A lot has changed in America over the past century, so it wouldn’t be right to attribute changes in crime rates — or anything else — to the civil rights movement alone. {snip} The staggered adoption of integration allows researchers to see whether anything changed in cities where integration was taking place, compared to those that had yet to integrate (and also to cities where integration had already happened).

There are now many credible studies that highlight the benefits to black students of court-ordered desegregation — a 2004 article in the prestigious American Economic Review by Northwestern’s Jonathan Guryan found that integration led to a 25 percent fall in black dropout rates during the 1970s, while leaving the rate for whites unchanged. A more comprehensive 2011 study by Berkeley economist Rucker Johnson looked at the longer-run effects of desegregation on children of the civil rights era, using a range of methodologies, each of which generates the same set of findings: Desegregation led to higher earnings, better health, and a better chance of staying out of prison for black males. Johnson’s findings on crime echo the results of earlier research, which found that desegregation reduced violent crimes by young (15-24) black men by as much as one-third.

You might think that this isn’t so surprising — of course you’d have a better shot at good health, wealth, and a clean rap sheet if you go to a decent school. {snip}

But that doesn’t seem to be the whole story, based on the findings of a recent study — as yet unpublished — that evaluates the effects of the past decade’s resegregation. The study focuses on the Charlotte-Mecklenburg school district, the site of a decisive NAACP victory in 1971 that resulted in race-based busing to achieve integration. This mandated busing policy was overturned by the Supreme Court in 2001, leading the district to redraw its school boundaries to ignore racial considerations, and, as a result, to reassign half of its students to new schools the following year. Prior to the 2001 ruling, a school’s zone might include, in addition to the neighborhood immediately surrounding it, pockets of students drawn from elsewhere in the city, who were added to ensure racial balance in each grade or classroom. With the end of busing, zone boundaries now included only the neighborhoods surrounding the school.

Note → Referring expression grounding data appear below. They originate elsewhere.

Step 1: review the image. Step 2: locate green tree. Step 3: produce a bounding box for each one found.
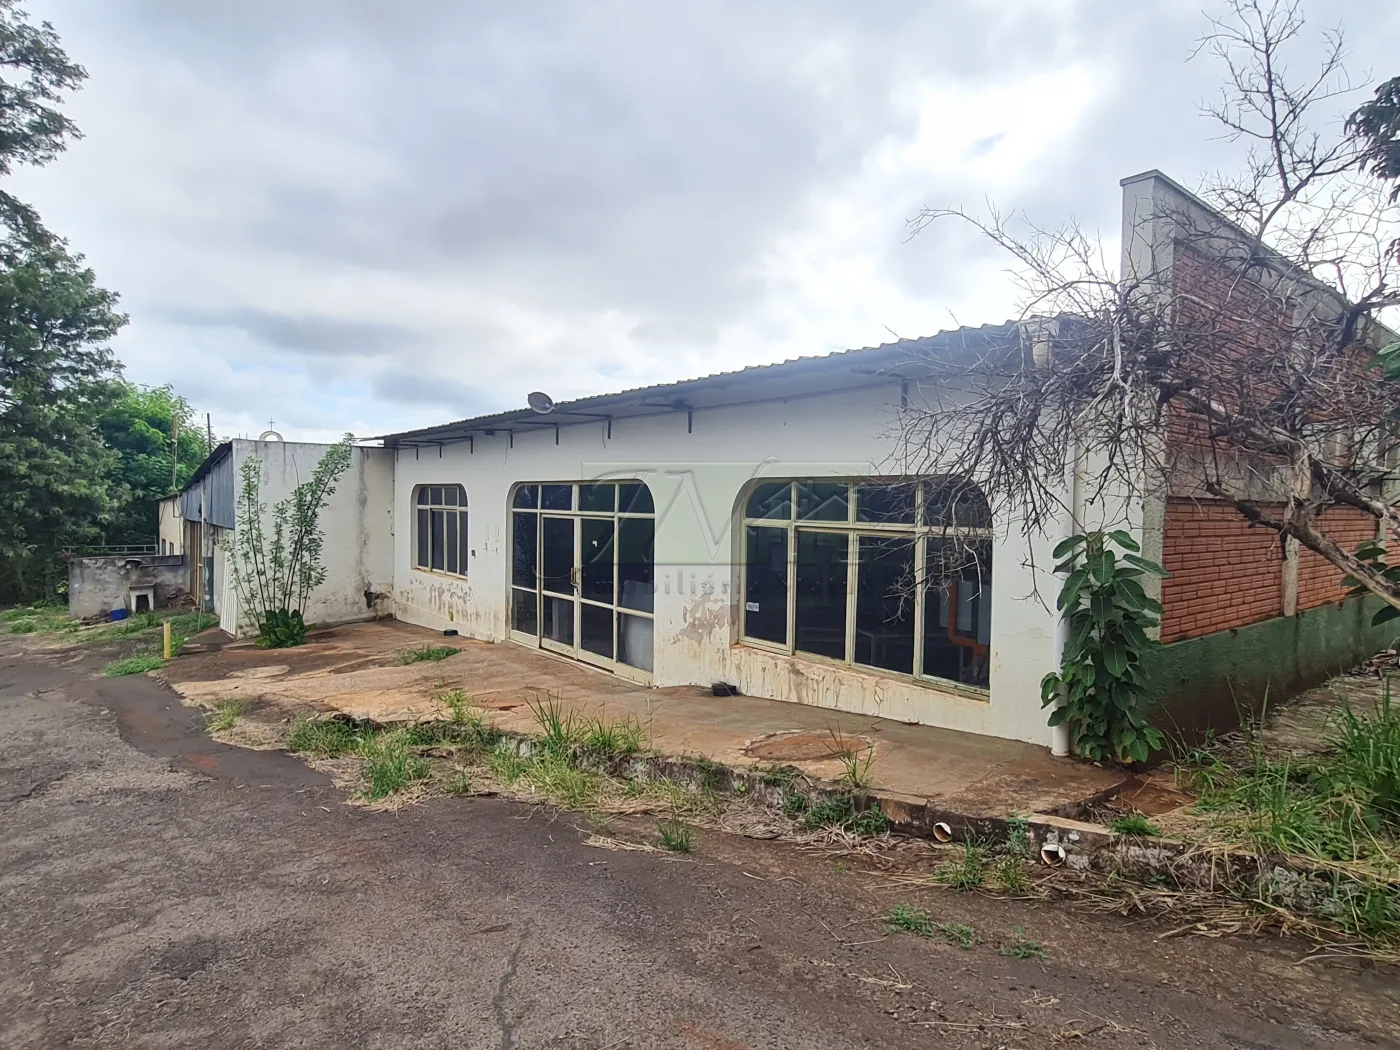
[1349,75,1400,201]
[0,1,126,601]
[98,383,210,545]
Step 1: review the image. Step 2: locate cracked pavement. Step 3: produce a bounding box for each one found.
[1,634,1398,1049]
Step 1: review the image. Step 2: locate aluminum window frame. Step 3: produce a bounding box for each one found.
[738,478,993,695]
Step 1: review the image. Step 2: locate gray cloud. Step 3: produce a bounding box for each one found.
[15,0,1400,441]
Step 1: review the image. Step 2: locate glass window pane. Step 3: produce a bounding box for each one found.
[430,486,443,506]
[457,485,468,508]
[618,518,654,612]
[925,478,992,529]
[619,481,654,514]
[746,482,791,520]
[541,516,575,594]
[445,513,459,574]
[743,526,788,644]
[543,595,574,646]
[618,612,654,672]
[853,537,915,674]
[581,603,614,659]
[512,512,537,588]
[922,538,991,687]
[796,481,849,522]
[430,510,445,570]
[581,518,615,604]
[579,483,615,513]
[416,508,429,567]
[442,486,458,507]
[513,484,539,509]
[795,530,849,658]
[541,484,573,511]
[512,587,538,636]
[459,511,470,576]
[417,487,430,506]
[856,482,916,524]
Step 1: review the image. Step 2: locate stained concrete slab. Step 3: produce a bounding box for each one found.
[165,620,1123,817]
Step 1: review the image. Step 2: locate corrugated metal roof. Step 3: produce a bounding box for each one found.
[380,321,1017,446]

Whereas previously all students had attended racially mixed schools, after 2001 some schools ended up mostly black, others mostly white. The study compares the experiences of students who lived in the same neighborhoods — potentially just across the street from one another — but ended up at schools with different racial mixes as a result of the zoning change. What’s so intriguing about the Charlotte-Mecklenburg study is that in this case, resegregation was accompanied by increased funding to minority-dominated schools, to diminish the impact on student performance in high-poverty neighborhoods. This might account for the fact that, at least as measured by graduation rates and college attendance, the end of busing didn’t hurt minority students too much. (Academic performance by nonminority students zoned into minority schools declined considerably, however.)

Despite cushioning minority students from academic decline, the resegregation of Charlotte schools nonetheless led to a jump in arrests and incarcerations of minority students — particularly among poor black males, who are most at risk for crime. According to the authors’ calculations, a poor black male was 15 percent more likely to get arrested if assigned to a school that had 60 percent minority students rather than 40 percent minority.